We are still missing some capabilities including suspect link, fine-grain access rights (lower than at the project level), two-way Microsoft Word document integration, requirements renumbering, Baseline compare, and some integrations. If your organization absolutely requires these functions in your requirements tool today then we ask you consider RRC in a future release.

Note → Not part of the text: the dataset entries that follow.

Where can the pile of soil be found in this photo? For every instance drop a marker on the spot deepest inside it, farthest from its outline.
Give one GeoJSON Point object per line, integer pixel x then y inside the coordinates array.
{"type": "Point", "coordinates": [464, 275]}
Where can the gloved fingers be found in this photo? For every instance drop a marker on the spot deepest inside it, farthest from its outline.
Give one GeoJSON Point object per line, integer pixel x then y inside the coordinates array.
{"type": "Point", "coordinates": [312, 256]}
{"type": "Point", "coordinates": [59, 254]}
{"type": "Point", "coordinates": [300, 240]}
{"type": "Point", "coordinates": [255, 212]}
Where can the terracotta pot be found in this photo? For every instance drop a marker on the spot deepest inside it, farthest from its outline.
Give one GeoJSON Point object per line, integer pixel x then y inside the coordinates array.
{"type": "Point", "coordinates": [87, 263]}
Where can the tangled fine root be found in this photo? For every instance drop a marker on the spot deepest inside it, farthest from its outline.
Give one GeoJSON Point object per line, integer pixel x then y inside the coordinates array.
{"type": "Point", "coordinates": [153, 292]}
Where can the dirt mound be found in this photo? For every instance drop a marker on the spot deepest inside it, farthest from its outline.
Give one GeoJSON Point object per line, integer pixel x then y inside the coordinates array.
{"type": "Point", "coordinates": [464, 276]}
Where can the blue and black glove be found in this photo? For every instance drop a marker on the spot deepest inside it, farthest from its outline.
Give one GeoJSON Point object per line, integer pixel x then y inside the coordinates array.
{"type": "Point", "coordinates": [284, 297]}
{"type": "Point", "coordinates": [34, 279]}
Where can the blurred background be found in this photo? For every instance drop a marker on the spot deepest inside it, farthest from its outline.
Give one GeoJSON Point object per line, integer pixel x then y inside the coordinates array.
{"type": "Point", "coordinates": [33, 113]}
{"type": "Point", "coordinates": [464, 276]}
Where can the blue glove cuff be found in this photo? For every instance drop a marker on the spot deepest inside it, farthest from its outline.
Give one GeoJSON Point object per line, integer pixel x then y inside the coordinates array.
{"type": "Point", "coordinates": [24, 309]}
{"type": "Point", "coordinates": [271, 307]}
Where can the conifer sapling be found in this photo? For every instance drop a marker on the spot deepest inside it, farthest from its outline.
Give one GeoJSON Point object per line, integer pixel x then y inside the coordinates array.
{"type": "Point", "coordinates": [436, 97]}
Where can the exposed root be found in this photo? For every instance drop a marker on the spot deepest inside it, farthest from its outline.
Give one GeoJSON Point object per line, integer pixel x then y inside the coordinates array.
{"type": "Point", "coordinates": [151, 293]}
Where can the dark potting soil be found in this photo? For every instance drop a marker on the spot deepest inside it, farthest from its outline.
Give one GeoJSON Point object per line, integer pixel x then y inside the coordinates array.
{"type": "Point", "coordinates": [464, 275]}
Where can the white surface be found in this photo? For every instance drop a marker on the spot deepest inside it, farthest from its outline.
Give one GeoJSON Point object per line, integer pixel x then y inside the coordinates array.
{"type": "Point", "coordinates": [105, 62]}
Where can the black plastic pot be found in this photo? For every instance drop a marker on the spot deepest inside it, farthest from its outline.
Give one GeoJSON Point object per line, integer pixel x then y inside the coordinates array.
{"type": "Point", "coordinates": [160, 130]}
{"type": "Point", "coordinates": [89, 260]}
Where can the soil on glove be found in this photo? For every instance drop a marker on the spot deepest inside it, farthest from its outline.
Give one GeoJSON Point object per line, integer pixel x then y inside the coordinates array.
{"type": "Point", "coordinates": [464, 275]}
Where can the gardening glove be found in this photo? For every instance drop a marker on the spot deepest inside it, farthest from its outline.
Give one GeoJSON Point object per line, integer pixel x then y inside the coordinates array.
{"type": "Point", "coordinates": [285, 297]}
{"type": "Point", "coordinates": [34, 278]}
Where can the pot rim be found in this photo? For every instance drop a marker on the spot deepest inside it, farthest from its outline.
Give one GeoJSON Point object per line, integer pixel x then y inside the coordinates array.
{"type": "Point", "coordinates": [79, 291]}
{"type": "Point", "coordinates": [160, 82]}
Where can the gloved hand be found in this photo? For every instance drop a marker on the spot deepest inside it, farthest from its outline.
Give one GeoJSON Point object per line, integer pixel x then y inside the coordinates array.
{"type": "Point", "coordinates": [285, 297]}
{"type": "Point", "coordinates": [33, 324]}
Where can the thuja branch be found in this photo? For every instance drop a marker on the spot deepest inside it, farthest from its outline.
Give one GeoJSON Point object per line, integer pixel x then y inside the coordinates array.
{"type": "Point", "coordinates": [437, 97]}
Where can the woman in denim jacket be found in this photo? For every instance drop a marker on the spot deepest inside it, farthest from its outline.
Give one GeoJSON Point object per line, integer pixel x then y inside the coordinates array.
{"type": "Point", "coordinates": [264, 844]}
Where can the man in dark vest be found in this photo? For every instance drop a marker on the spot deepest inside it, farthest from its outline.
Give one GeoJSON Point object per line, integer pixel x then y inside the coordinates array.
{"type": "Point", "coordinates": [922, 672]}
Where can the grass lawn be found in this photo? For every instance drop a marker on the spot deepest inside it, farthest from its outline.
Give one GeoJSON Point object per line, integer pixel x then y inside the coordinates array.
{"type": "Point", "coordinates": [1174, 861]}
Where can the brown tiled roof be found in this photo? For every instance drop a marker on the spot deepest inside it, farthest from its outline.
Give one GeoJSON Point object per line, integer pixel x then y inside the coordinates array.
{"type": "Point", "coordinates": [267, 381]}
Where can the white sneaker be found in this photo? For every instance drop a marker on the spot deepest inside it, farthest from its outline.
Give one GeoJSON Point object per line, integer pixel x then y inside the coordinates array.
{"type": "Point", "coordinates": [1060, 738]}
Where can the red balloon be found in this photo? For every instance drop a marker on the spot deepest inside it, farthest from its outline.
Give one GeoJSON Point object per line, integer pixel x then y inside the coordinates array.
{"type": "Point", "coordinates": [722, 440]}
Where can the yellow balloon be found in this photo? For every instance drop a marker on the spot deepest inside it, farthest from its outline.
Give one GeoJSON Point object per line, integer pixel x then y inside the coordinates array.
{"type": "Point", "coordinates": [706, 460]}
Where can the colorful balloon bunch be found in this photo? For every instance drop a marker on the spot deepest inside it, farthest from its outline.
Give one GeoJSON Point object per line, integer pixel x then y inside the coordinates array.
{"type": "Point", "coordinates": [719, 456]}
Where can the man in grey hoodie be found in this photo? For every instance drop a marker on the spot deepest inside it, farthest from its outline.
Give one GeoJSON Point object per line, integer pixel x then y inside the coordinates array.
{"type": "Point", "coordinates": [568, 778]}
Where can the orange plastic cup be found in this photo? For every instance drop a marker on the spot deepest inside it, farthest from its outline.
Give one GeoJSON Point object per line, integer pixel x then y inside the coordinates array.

Even with these gaps however we certainly want to encourage every RequisitePro customer to look at RRC, consider what it has to offer, and give us feedback. While RRC may lack capability in a small number of areas compared to RequisitePro, we believe it exceeds RequisitePro in many others with its rich web-based editing, visual requirements, and collaboration tools (just to name a few). Many who have examined RRC have been excited about the promising new outlook it provides to support fast-paced development teams using agile, iterative and waterfall development processes especially when used with the other tools in the Rational solution for Collaborative Lifecycle Management. (Rational Team Concert and Rational Quality Manager). If you’ve not been involved on our RRC forum please see for yourself what others have been saying.

What about RequisitePro?

RequisitePro is still being developed, supported, and delivering quarterly maintenance releases. We anticipate customer usage for many years to come (see the latest ReqPro 7.1.3 release). The option to migrate data from RequisitePro to RRC now provides a future path for RequisitePro customers and an opportunity to take advantage of Collaborative Lifecycle Management today.